Has the resignation of Zimbabwe’s President Mugabe put SA’s downgrade on hold?

Written by Dr Conrad Beyers, Barclays Africa Chair in Actuarial Science at the University of Pretoria

Credit rating downgrades for South Africa that were widely expected for “Black Friday” (24 November) appear less likely after the resignation of Pres. Robert Mugabe of Zimbabwe.

Credit rating agencies cite political related risks as the major element in their ratings decisions for South Africa. For this reason, significant positive sentiment that accompanies the political transition in Zimbabwe, which may positively affect the entire SADC region, is likely to convince rating agencies to follow a “wait-and-see” approach before deciding to downgrade South African debt further.

It is still possible that we are downgraded on Friday.

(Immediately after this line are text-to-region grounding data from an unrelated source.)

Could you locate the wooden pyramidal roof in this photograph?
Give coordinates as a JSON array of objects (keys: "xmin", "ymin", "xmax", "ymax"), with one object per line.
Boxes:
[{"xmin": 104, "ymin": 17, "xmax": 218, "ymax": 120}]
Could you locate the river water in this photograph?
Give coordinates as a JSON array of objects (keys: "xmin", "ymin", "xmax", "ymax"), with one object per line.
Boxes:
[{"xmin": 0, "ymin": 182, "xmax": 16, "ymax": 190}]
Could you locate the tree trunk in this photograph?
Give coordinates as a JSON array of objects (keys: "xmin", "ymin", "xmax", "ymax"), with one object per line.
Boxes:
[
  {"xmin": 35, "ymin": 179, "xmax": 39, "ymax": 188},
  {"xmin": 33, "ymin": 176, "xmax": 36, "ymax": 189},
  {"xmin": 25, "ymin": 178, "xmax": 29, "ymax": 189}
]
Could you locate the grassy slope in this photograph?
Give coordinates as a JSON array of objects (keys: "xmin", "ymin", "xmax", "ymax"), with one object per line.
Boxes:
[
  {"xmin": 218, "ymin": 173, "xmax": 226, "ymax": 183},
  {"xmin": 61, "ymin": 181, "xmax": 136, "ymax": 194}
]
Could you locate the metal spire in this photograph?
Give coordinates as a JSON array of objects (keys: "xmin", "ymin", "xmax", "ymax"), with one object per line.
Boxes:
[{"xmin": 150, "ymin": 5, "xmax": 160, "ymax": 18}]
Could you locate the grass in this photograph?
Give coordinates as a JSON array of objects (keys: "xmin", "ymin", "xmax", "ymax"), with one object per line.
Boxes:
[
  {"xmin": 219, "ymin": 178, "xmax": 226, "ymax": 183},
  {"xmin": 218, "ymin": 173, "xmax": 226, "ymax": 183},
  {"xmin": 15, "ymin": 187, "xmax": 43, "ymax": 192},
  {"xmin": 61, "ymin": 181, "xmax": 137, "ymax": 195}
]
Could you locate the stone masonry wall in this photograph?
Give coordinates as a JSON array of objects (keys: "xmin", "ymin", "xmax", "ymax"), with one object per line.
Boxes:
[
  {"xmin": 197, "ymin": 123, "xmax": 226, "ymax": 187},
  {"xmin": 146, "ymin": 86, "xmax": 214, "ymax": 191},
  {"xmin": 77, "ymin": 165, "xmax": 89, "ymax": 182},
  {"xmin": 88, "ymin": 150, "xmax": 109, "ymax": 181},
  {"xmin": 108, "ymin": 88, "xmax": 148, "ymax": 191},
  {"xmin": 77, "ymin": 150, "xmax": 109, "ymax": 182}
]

In the light of the recent game-changing events in Zimbabwe rating agencies may be reluctant to commit to drastic decisions in the short term. Past experience shows that it is not typical for rating agencies to err on the pessimistic side.

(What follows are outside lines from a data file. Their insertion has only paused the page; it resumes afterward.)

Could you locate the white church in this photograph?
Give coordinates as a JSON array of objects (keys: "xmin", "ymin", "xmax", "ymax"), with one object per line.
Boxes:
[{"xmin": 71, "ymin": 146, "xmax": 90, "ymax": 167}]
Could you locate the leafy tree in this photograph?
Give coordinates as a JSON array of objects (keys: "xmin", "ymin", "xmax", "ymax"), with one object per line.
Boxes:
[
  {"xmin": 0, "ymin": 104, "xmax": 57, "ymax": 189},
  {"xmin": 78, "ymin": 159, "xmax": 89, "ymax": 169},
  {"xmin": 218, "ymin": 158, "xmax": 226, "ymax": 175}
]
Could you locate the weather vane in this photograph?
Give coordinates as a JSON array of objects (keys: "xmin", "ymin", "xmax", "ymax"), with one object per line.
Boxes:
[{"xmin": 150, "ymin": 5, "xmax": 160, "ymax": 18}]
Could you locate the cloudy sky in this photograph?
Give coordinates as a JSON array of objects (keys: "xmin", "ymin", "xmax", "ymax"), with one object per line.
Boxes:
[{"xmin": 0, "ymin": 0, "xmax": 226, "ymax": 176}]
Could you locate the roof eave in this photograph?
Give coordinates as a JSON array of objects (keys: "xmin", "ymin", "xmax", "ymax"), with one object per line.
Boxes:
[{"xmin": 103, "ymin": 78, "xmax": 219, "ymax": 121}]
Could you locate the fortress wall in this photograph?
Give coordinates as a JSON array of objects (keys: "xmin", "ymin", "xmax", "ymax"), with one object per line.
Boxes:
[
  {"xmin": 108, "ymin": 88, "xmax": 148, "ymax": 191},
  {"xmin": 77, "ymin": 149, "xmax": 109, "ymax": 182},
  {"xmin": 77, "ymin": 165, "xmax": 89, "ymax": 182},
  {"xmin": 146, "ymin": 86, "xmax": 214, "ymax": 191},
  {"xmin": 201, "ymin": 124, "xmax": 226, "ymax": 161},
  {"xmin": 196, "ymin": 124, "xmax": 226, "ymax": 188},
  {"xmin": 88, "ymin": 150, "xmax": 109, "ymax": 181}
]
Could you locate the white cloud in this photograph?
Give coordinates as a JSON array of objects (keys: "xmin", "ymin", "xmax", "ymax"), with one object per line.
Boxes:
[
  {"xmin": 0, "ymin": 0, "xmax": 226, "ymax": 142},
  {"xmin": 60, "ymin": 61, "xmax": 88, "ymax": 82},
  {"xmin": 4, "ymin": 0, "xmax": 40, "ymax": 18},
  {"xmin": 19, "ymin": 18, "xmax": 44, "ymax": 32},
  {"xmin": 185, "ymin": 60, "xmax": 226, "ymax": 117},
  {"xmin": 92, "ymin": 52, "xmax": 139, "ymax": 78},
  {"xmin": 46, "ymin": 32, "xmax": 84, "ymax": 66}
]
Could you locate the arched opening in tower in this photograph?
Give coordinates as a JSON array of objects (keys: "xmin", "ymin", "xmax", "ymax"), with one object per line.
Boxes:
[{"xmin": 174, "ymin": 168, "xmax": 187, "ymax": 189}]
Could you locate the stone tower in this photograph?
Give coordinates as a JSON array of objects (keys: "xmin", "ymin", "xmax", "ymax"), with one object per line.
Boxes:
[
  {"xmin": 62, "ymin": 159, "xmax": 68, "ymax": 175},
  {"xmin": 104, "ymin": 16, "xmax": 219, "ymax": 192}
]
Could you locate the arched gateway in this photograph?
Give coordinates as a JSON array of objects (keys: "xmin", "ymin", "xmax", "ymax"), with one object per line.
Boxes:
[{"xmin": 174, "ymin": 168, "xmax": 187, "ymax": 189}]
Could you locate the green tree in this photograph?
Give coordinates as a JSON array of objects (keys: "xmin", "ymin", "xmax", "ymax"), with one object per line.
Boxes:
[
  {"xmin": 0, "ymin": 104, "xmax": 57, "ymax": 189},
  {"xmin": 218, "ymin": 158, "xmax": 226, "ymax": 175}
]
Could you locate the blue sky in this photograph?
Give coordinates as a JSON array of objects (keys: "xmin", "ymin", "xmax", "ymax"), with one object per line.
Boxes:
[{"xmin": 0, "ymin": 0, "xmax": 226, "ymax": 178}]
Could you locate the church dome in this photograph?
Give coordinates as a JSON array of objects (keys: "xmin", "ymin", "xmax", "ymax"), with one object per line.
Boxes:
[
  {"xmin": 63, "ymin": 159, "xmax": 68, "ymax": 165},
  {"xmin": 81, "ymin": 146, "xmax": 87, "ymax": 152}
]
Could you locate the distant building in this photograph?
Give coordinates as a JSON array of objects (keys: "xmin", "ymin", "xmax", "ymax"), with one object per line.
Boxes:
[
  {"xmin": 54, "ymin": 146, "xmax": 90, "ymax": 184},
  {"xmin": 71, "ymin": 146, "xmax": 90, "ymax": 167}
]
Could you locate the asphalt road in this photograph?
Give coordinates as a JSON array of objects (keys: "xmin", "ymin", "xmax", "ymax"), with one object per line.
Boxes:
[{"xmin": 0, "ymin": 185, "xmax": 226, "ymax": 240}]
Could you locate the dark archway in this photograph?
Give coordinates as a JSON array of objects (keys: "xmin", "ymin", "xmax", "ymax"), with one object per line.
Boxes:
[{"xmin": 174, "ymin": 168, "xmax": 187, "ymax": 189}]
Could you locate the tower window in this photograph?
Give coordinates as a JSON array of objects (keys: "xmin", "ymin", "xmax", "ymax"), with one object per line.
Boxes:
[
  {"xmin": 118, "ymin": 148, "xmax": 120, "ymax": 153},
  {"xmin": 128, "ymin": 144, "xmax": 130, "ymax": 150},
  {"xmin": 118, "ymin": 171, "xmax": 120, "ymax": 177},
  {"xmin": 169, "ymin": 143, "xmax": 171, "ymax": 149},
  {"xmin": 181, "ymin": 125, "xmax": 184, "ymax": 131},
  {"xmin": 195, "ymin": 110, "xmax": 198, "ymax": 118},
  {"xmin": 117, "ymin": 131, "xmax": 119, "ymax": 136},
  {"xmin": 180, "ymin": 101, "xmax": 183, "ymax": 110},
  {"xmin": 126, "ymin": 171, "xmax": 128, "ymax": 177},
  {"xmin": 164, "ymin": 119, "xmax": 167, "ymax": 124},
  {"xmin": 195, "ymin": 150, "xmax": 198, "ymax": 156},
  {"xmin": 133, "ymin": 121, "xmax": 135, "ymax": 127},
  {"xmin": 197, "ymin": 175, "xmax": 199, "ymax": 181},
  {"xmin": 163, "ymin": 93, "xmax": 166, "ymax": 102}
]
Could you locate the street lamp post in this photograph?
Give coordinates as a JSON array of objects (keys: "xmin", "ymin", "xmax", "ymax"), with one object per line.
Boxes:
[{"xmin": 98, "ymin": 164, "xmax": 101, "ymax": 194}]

Rating agencies are very careful to retain their credibility. Rating agencies however carry a risk of being “proven wrong” over the coming months if South Africa is severely downgraded in the midst of positive sentiment and the accompanying (even slight) potential for positive developments in December at the South African ruling party’s elective conference.

Over the longer term, the likelihood of credit rating downgrades could still be high, depending on economic and social developments.

Note: The University of Pretoria hosts the Barclays Africa Chair in Actuarial Science – the views expressed by the holder of the Chair do not aim to represent any stance or viewpoint of Barclays Africa.